PHOENIX — Every day Scott Garcia leaves his home in east Mesa for work, a drive that can be as quick as 30 minutes or as long as an hour and a half. Garcia teaches at Carl Hayden High School in southwest Phoenix.
"I've talked to tons of teacher friends and the first thing they say is, 'That drive. I can't do it,'" Garcia said. "The morning traffic or the afternoon traffic, it's two hours of your life. You know, gone."
Garcia may prefer to live in Phoenix so he can live closer to work, but with a wife and three children he says he can't afford it. As rents and the price of homes rise in Phoenix, many workers now spend at least 30 percent of their salary on housing. Garcia is not alone in looking elsewhere to live.
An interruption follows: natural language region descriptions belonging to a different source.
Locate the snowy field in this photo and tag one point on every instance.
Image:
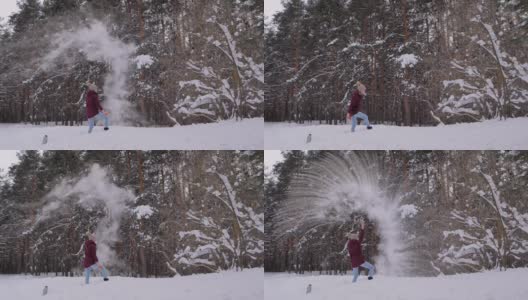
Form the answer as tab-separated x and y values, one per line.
226	135
493	285
246	285
511	134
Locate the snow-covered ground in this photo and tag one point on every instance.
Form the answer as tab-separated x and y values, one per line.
226	135
493	285
511	134
246	285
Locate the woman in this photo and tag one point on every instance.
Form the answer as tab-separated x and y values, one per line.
356	257
91	263
355	106
94	110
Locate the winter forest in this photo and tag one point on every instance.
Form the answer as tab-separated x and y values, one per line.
423	62
154	213
427	212
158	62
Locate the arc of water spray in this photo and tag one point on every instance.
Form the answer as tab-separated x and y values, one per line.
334	187
97	44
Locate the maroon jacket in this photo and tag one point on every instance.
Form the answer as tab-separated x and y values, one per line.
354	249
355	103
93	107
90	257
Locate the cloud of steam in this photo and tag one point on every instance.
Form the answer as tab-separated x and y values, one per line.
330	190
96	43
93	190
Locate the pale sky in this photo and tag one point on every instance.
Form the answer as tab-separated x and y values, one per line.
7	7
270	7
7	158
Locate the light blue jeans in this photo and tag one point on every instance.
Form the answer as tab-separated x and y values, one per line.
367	265
88	271
92	120
361	116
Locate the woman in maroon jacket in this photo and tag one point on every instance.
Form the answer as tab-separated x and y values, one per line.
355	106
356	257
91	263
94	110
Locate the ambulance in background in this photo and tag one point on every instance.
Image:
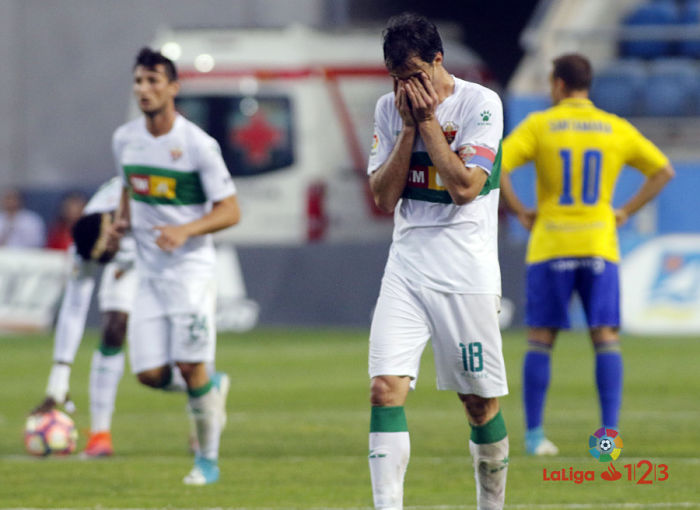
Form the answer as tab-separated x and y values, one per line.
293	112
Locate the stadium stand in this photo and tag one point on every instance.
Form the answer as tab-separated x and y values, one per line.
670	88
652	15
690	16
619	87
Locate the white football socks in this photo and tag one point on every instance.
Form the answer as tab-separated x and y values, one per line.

Chris Mackay, director of community and economic development for Phoenix, says 90 percent of the people who work in the city have commute times of 30 minutes or less. The exact opposite, Mackay says, of what workers in northern California are confronted with when they go to and from work each day. But Mackay acknowledges the challenge is "to keep the cost of living at a reasonable level."
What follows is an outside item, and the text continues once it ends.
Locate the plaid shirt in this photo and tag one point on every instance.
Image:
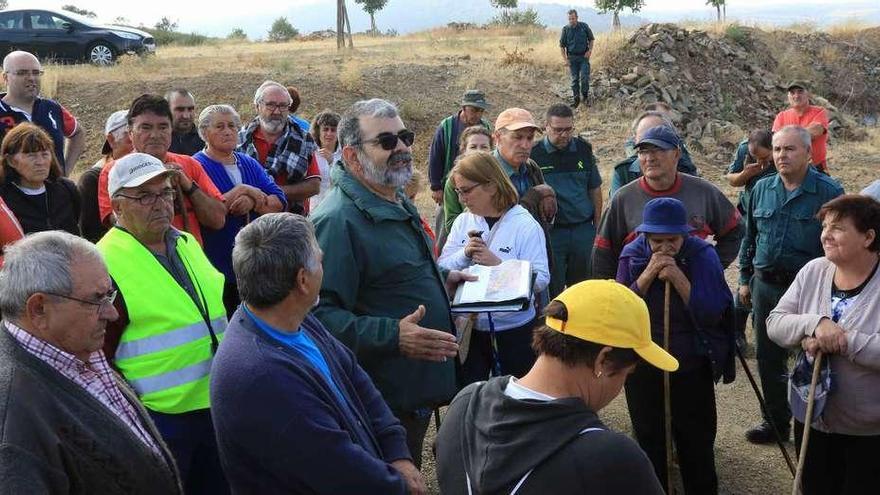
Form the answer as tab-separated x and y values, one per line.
95	376
291	152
Attracting new business often comes with the promise employees will be able to live close to where they work. As some of the city's earliest neighborhoods are revitalized, Phoenix is using land it owns, like the Luke-Greenway American Legion Hall on 7th Avenue, to create mixed-use developments which will include workforce and affordable housing.
"To attract really good, quality jobs to the market," Mackay says, "we want to make sure it's a livable environment for everyone who wants to live in Phoenix." He says a big part of that providing affordable and workforce housing for those working as teachers, firefighters, police officers, nurses and our support staff.
Mayor Kate Gallego will present her plan to increase affordable and workforce housing options in her State of the City address scheduled for 12:30 p.m. Thursday.
"You can't push out the community that you bought up by replacing it with more high-cost living," says Elizabeth Singleton, director of the non-profit Build Us Hope, which constructs tiny homes for homeless veterans.
Her organization wants to expand to supply tiny homes for workforce housing. When asked how quickly Build Us Hope could build and occupy 1,000 homes, her answer was "tomorrow." But Singleton says it will take work for that to happen.
"We need to address as a state our density issues and our zoning issues so affordable housing can actually be affordable."